The longer-range rockets landed in open ground near the
town of Afula, about 50 km (30 miles) from the Lebanese border.
It matched the furthest that Hizbollah rockets had landed
inside Israel since the conflict began.
Hizbollah said it had fired new “Khaibar 1″ missiles at
Afula, fulfilling a pledge by its leader Sayyed Hassan
Nasrallah to extend its bombardment of Israel beyond the port
of Haifa.
Israeli media reported that a Hizbollah rocket hit a clinic
in the northern Israeli city of Nahariya but caused no
injuries.
An Israeli shell exploded near an aid convoy in south
Lebanon, wounding at least three people, witnesses said.
The convoy, organized by Lebanese civil defense workers,
was evacuating stranded civilians from Rmeish village to Tyre.
Hundreds of Shi’ites had taken refuge in the Christian village,
where some were reduced to drinking irrigation water.
“We are with the resistance,” Fatmeh Srour told Reuters.
“But we need supplies to remain steadfast. My three-month-old
baby hasn’t eaten for two days because there’s no baby milk.”
MOVING TO SAFETY
The U.N. Interim Force in Lebanon, the existing U.N.
peacekeeping force in the south, said it had withdrawn eight
unarmed military observers from two posts on the border.
One of its observer posts was destroyed on Tuesday in an
Israeli air strike that killed its four occupants.
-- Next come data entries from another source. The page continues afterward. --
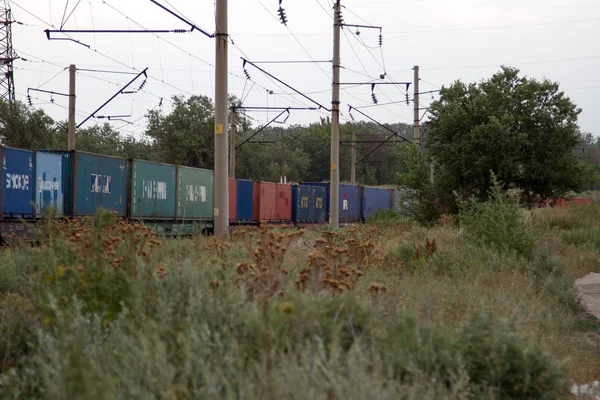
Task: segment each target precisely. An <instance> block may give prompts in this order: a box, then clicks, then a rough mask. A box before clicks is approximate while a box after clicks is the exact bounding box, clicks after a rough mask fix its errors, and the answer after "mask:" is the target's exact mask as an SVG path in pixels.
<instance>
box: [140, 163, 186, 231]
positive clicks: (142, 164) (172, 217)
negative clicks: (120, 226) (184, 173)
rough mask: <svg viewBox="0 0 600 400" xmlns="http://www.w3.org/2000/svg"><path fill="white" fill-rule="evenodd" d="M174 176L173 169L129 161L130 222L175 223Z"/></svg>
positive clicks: (175, 179) (171, 167)
mask: <svg viewBox="0 0 600 400" xmlns="http://www.w3.org/2000/svg"><path fill="white" fill-rule="evenodd" d="M175 174H176V167H175V166H174V165H169V164H158V163H153V162H148V161H140V160H132V161H131V196H130V216H131V218H141V219H150V220H152V219H170V220H173V219H175V203H176V202H175V199H176V193H177V190H176V187H175V184H176V179H175Z"/></svg>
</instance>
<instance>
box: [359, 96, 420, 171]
mask: <svg viewBox="0 0 600 400" xmlns="http://www.w3.org/2000/svg"><path fill="white" fill-rule="evenodd" d="M352 110H354V111H356V112H357V113H359V114H361V115H362V116H363V117H365V118H368V119H370V120H371V121H373V122H375V123H376V124H377V125H379V126H381V127H382V128H383V129H385V130H387V131H389V132H392V133H393V134H394V135H397V136H398V137H399V138H400V139H402V140H404V141H405V142H407V143H410V140H408V139H406V138H404V137H403V136H402V135H400V134H399V133H398V132H396V131H394V130H393V129H390V128H389V127H387V126H385V125H383V124H382V123H381V122H379V121H377V120H375V119H373V118H371V117H369V116H368V115H367V114H365V113H364V112H362V111H360V110H359V109H357V108H355V107H352V106H351V105H350V104H348V112H351V111H352ZM361 161H362V160H361Z"/></svg>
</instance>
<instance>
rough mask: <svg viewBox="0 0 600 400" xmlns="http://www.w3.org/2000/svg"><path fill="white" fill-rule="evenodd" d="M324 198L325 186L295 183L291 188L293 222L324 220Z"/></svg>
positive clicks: (324, 204)
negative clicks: (294, 184)
mask: <svg viewBox="0 0 600 400" xmlns="http://www.w3.org/2000/svg"><path fill="white" fill-rule="evenodd" d="M326 198H327V188H325V187H322V186H307V185H295V186H294V187H293V189H292V219H293V220H294V222H310V223H322V222H326V221H327V210H326V208H325V199H326Z"/></svg>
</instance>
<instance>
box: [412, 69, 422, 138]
mask: <svg viewBox="0 0 600 400" xmlns="http://www.w3.org/2000/svg"><path fill="white" fill-rule="evenodd" d="M413 70H414V71H415V82H414V84H413V86H414V89H415V94H414V99H413V100H414V101H413V102H414V103H415V120H414V130H415V131H414V137H413V142H414V144H416V145H417V146H418V147H421V133H420V132H419V123H420V121H419V120H420V118H419V66H418V65H415V66H414V67H413Z"/></svg>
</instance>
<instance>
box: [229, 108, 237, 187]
mask: <svg viewBox="0 0 600 400" xmlns="http://www.w3.org/2000/svg"><path fill="white" fill-rule="evenodd" d="M229 135H231V136H230V138H229V141H230V143H229V177H230V178H231V179H235V137H236V135H237V120H236V109H235V107H232V108H231V130H230V131H229Z"/></svg>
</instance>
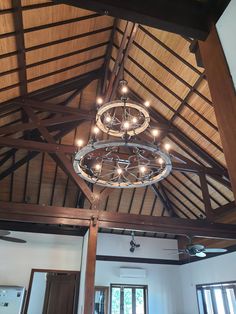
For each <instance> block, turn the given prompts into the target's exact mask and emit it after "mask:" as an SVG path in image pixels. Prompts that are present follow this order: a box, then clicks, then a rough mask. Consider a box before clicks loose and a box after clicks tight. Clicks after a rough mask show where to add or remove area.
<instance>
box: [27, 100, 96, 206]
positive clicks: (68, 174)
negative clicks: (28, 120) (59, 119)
mask: <svg viewBox="0 0 236 314" xmlns="http://www.w3.org/2000/svg"><path fill="white" fill-rule="evenodd" d="M23 109H24V110H25V112H26V113H27V115H28V116H29V118H30V119H31V120H32V122H35V123H36V124H37V128H38V130H39V132H40V133H41V134H42V136H43V137H44V139H45V140H46V141H47V142H48V143H51V144H56V143H55V141H54V138H53V136H52V135H51V134H50V133H49V132H48V130H47V128H45V127H44V126H41V125H40V120H39V119H38V117H37V116H36V115H35V114H34V111H33V110H32V109H31V108H30V107H27V106H24V107H23ZM56 159H57V160H58V162H59V165H60V167H61V168H62V170H63V171H64V172H65V173H66V174H67V175H69V176H70V177H71V179H72V180H73V181H74V182H75V184H76V185H77V186H78V187H79V188H80V189H81V190H82V191H83V193H84V194H85V195H86V197H87V198H88V200H89V202H90V203H93V202H94V200H95V199H94V195H93V193H92V192H91V190H90V189H89V187H88V186H87V184H86V183H85V182H84V180H83V179H81V178H80V177H79V176H78V175H77V173H76V172H75V171H74V168H73V166H72V163H71V161H70V160H69V159H68V158H67V157H66V155H65V154H64V153H61V152H58V153H56Z"/></svg>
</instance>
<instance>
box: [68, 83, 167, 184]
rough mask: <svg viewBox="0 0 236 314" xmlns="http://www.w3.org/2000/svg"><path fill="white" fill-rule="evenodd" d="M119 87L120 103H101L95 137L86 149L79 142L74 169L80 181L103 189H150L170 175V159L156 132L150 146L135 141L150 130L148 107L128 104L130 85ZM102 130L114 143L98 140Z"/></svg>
mask: <svg viewBox="0 0 236 314" xmlns="http://www.w3.org/2000/svg"><path fill="white" fill-rule="evenodd" d="M120 86H121V94H122V96H121V100H116V101H112V102H107V103H105V104H101V101H99V103H100V105H101V106H100V107H99V108H98V111H97V115H96V126H95V127H94V129H93V136H92V138H91V140H90V141H89V143H88V144H87V145H86V146H84V147H81V146H82V141H80V143H79V144H78V145H79V146H80V148H79V150H78V152H77V154H76V156H75V159H74V163H73V166H74V169H75V171H76V172H77V174H78V175H79V176H80V177H82V178H83V179H85V180H87V181H89V182H91V183H94V184H98V185H101V186H107V187H112V188H136V187H141V186H147V185H150V184H153V183H156V182H158V181H160V180H162V179H164V178H165V177H166V176H168V175H169V173H170V171H171V169H172V165H171V158H170V155H169V153H168V151H166V150H165V151H164V150H162V149H161V148H160V146H159V144H158V143H157V141H156V137H157V136H158V133H159V132H158V130H157V129H153V128H152V129H151V134H152V136H153V142H151V143H150V142H146V141H140V140H137V139H136V135H138V134H141V133H143V132H144V131H145V130H146V129H147V128H150V125H149V124H150V115H149V112H148V109H147V104H146V105H143V104H139V103H135V102H132V101H129V100H128V98H127V96H126V94H127V91H128V88H127V82H126V81H124V80H123V81H121V83H120ZM100 130H101V131H103V132H104V133H106V134H107V135H108V136H109V138H111V139H108V140H98V139H97V137H98V134H99V132H100ZM113 137H116V138H117V137H119V139H114V138H113Z"/></svg>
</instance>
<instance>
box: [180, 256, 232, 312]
mask: <svg viewBox="0 0 236 314" xmlns="http://www.w3.org/2000/svg"><path fill="white" fill-rule="evenodd" d="M235 265H236V252H233V253H229V254H225V255H222V256H217V257H214V258H209V259H205V260H204V259H202V260H201V261H198V262H194V263H190V264H185V265H182V266H180V278H181V281H182V282H181V288H182V293H183V310H182V314H198V306H197V297H196V285H198V284H208V283H214V282H226V281H232V280H235V281H236V268H235Z"/></svg>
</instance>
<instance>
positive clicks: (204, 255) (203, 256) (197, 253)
mask: <svg viewBox="0 0 236 314" xmlns="http://www.w3.org/2000/svg"><path fill="white" fill-rule="evenodd" d="M195 256H197V257H206V253H204V252H199V253H196V254H195Z"/></svg>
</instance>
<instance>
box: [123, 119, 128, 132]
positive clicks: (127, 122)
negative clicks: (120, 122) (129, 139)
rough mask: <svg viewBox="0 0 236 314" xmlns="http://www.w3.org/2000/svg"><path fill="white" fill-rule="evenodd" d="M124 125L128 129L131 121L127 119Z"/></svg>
mask: <svg viewBox="0 0 236 314" xmlns="http://www.w3.org/2000/svg"><path fill="white" fill-rule="evenodd" d="M123 127H124V129H126V130H128V128H129V122H128V121H125V122H124V124H123Z"/></svg>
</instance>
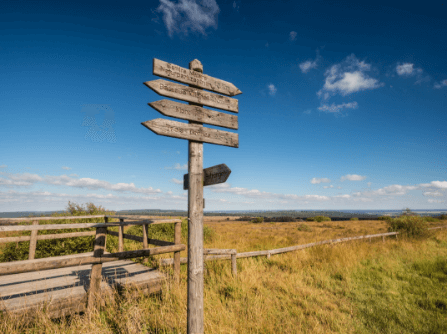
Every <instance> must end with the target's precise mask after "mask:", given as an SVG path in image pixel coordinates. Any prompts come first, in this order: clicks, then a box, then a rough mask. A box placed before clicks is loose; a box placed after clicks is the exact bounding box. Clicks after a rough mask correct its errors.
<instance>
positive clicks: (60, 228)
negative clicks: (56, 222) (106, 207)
mask: <svg viewBox="0 0 447 334" xmlns="http://www.w3.org/2000/svg"><path fill="white" fill-rule="evenodd" d="M179 221H181V220H180V219H160V220H152V219H151V220H145V221H130V222H124V223H108V224H104V223H82V224H45V225H19V226H0V232H12V231H40V230H69V229H73V228H97V227H113V226H121V225H124V226H126V225H144V224H167V223H176V222H179Z"/></svg>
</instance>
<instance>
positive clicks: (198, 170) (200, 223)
mask: <svg viewBox="0 0 447 334" xmlns="http://www.w3.org/2000/svg"><path fill="white" fill-rule="evenodd" d="M189 69H190V70H192V71H197V72H200V73H203V66H202V63H200V61H199V60H197V59H194V60H193V61H191V62H190V63H189ZM190 89H194V88H190ZM197 91H200V90H197ZM235 101H236V102H237V100H235ZM190 102H192V103H203V102H201V101H200V100H198V101H190ZM198 106H199V107H202V105H198ZM176 123H178V122H176ZM189 126H191V127H195V129H196V130H195V131H196V133H205V132H204V131H206V130H205V128H203V127H202V125H201V124H200V123H195V122H193V121H190V124H189ZM215 131H217V130H215ZM189 134H191V132H189ZM200 137H203V136H200ZM186 139H189V141H188V173H189V189H188V282H187V316H186V318H187V332H188V333H194V334H202V333H203V331H204V315H203V284H204V283H203V273H204V262H203V183H202V182H203V143H202V140H201V142H198V141H197V139H194V137H192V138H186Z"/></svg>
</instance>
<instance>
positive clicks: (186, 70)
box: [152, 58, 242, 96]
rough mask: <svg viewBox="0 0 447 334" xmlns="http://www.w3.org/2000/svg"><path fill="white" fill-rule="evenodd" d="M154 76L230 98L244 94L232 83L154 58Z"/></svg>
mask: <svg viewBox="0 0 447 334" xmlns="http://www.w3.org/2000/svg"><path fill="white" fill-rule="evenodd" d="M152 73H153V74H154V75H158V76H160V77H163V78H166V79H171V80H174V81H178V82H182V83H185V84H188V85H194V86H197V87H200V88H203V89H207V90H211V91H213V92H216V93H221V94H225V95H229V96H235V95H238V94H242V92H241V91H240V90H239V89H238V88H237V87H236V86H235V85H233V84H232V83H230V82H227V81H224V80H221V79H216V78H213V77H210V76H209V75H206V74H203V73H200V72H197V71H194V70H190V69H187V68H183V67H180V66H178V65H174V64H171V63H167V62H165V61H163V60H159V59H156V58H154V60H153V72H152Z"/></svg>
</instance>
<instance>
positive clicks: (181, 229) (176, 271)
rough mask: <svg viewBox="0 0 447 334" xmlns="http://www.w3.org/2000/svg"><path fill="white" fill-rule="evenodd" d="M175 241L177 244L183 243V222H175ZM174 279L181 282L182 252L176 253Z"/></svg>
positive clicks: (174, 234)
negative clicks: (180, 274) (182, 226)
mask: <svg viewBox="0 0 447 334" xmlns="http://www.w3.org/2000/svg"><path fill="white" fill-rule="evenodd" d="M174 243H175V244H176V245H178V244H181V243H182V223H175V226H174ZM174 279H175V280H176V282H177V283H179V282H180V252H175V253H174Z"/></svg>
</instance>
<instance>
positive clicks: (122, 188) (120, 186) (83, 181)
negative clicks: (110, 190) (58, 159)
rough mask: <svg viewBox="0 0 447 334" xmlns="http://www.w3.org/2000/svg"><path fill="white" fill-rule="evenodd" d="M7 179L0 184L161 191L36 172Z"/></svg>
mask: <svg viewBox="0 0 447 334" xmlns="http://www.w3.org/2000/svg"><path fill="white" fill-rule="evenodd" d="M7 177H8V179H5V178H0V186H5V187H29V186H32V185H33V184H35V183H37V182H42V183H45V184H50V185H56V186H67V187H73V188H85V189H90V190H98V189H104V190H113V191H118V192H132V193H140V194H156V193H161V190H160V189H153V188H152V187H149V188H138V187H136V186H135V184H134V183H110V182H108V181H102V180H98V179H92V178H88V177H87V178H80V179H78V178H72V177H70V176H68V175H60V176H48V175H47V176H44V177H41V176H39V175H37V174H30V173H23V174H10V175H8V176H7Z"/></svg>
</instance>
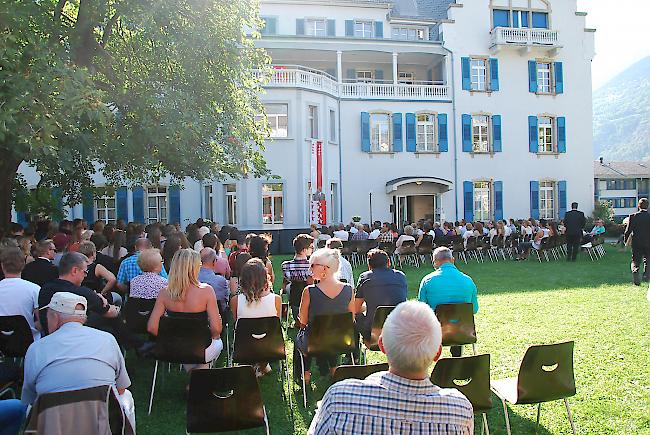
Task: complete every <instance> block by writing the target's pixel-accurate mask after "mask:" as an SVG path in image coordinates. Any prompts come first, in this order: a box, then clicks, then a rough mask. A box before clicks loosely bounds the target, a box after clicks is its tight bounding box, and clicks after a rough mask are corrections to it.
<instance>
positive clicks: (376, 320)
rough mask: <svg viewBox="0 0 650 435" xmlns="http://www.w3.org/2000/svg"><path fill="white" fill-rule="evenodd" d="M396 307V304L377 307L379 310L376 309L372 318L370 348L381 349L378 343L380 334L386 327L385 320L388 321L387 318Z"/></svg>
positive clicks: (378, 341) (374, 349)
mask: <svg viewBox="0 0 650 435" xmlns="http://www.w3.org/2000/svg"><path fill="white" fill-rule="evenodd" d="M394 309H395V306H394V305H393V306H389V305H381V306H379V307H377V310H375V315H374V316H373V318H372V328H371V329H370V341H369V343H368V344H369V345H370V346H369V347H370V350H374V351H377V350H379V346H378V343H379V336H380V335H381V330H382V329H383V328H384V322H386V318H387V317H388V315H389V314H390V312H391V311H393V310H394Z"/></svg>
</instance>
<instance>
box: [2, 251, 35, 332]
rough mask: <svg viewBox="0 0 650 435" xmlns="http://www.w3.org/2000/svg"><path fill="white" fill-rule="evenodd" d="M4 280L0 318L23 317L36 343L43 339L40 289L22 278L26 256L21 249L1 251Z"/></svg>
mask: <svg viewBox="0 0 650 435" xmlns="http://www.w3.org/2000/svg"><path fill="white" fill-rule="evenodd" d="M0 265H1V267H2V272H3V273H4V279H3V280H2V281H0V316H23V317H24V318H25V320H27V323H28V324H29V328H30V329H31V330H32V337H33V339H34V341H36V340H38V339H39V338H41V332H40V324H39V322H38V320H37V319H38V292H39V290H40V287H39V286H38V285H36V284H34V283H33V282H30V281H27V280H24V279H22V278H21V277H20V274H21V272H22V271H23V268H24V267H25V256H24V255H23V253H22V251H21V250H20V248H4V249H2V250H1V251H0Z"/></svg>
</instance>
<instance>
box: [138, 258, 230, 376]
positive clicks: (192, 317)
mask: <svg viewBox="0 0 650 435" xmlns="http://www.w3.org/2000/svg"><path fill="white" fill-rule="evenodd" d="M200 268H201V256H200V255H199V253H198V252H196V251H195V250H193V249H180V250H178V251H177V252H176V254H174V258H173V259H172V263H171V270H170V271H169V281H168V283H167V287H164V288H163V289H162V290H161V291H160V293H159V294H158V297H157V298H156V305H155V306H154V309H153V311H152V312H151V317H150V318H149V324H148V325H147V330H148V331H149V333H150V334H152V335H158V326H159V324H160V318H161V317H162V316H163V315H166V316H170V317H183V318H194V319H205V322H206V327H208V326H209V328H210V333H211V335H212V342H211V343H210V345H209V346H208V347H207V348H206V349H205V363H206V364H186V365H185V369H186V370H188V371H189V370H193V369H196V368H207V367H208V363H210V362H211V361H213V360H215V359H217V358H218V357H219V354H220V353H221V350H222V349H223V343H222V342H221V328H222V326H221V316H220V315H219V308H218V307H217V298H216V296H215V294H214V289H213V288H212V287H211V286H209V285H208V284H201V283H200V282H199V269H200Z"/></svg>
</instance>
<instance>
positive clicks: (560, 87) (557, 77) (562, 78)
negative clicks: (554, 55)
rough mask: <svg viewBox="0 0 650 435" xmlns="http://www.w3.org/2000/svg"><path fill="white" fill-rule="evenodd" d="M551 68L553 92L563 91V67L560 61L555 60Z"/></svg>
mask: <svg viewBox="0 0 650 435" xmlns="http://www.w3.org/2000/svg"><path fill="white" fill-rule="evenodd" d="M553 69H554V70H555V93H556V94H562V93H564V68H563V67H562V62H555V64H554V66H553Z"/></svg>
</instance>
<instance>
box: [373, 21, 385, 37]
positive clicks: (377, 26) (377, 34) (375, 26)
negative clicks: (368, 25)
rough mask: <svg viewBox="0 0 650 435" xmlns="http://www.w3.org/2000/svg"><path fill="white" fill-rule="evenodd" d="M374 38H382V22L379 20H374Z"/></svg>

A second
post was vacated earlier after an observer was wounded by
Hizbollah gunfire in the border village of Maroun al-Ras.
Israel intensified its bombing a day after deciding to step
up air raids and ground forays rather than launch an invasion.
Fierce fighting and the destruction of roads in the south
have created terrifying conditions for civilians, and a U.N.
official said the lack of clean water posed a fresh threat.
Aid workers said it was impossible to get medical supplies
and food safely to isolated villages because of Israeli
bombing.
“In effect there is no real humanitarian access in the
south,” said Christopher Stokes of Medecins Sans Frontieres.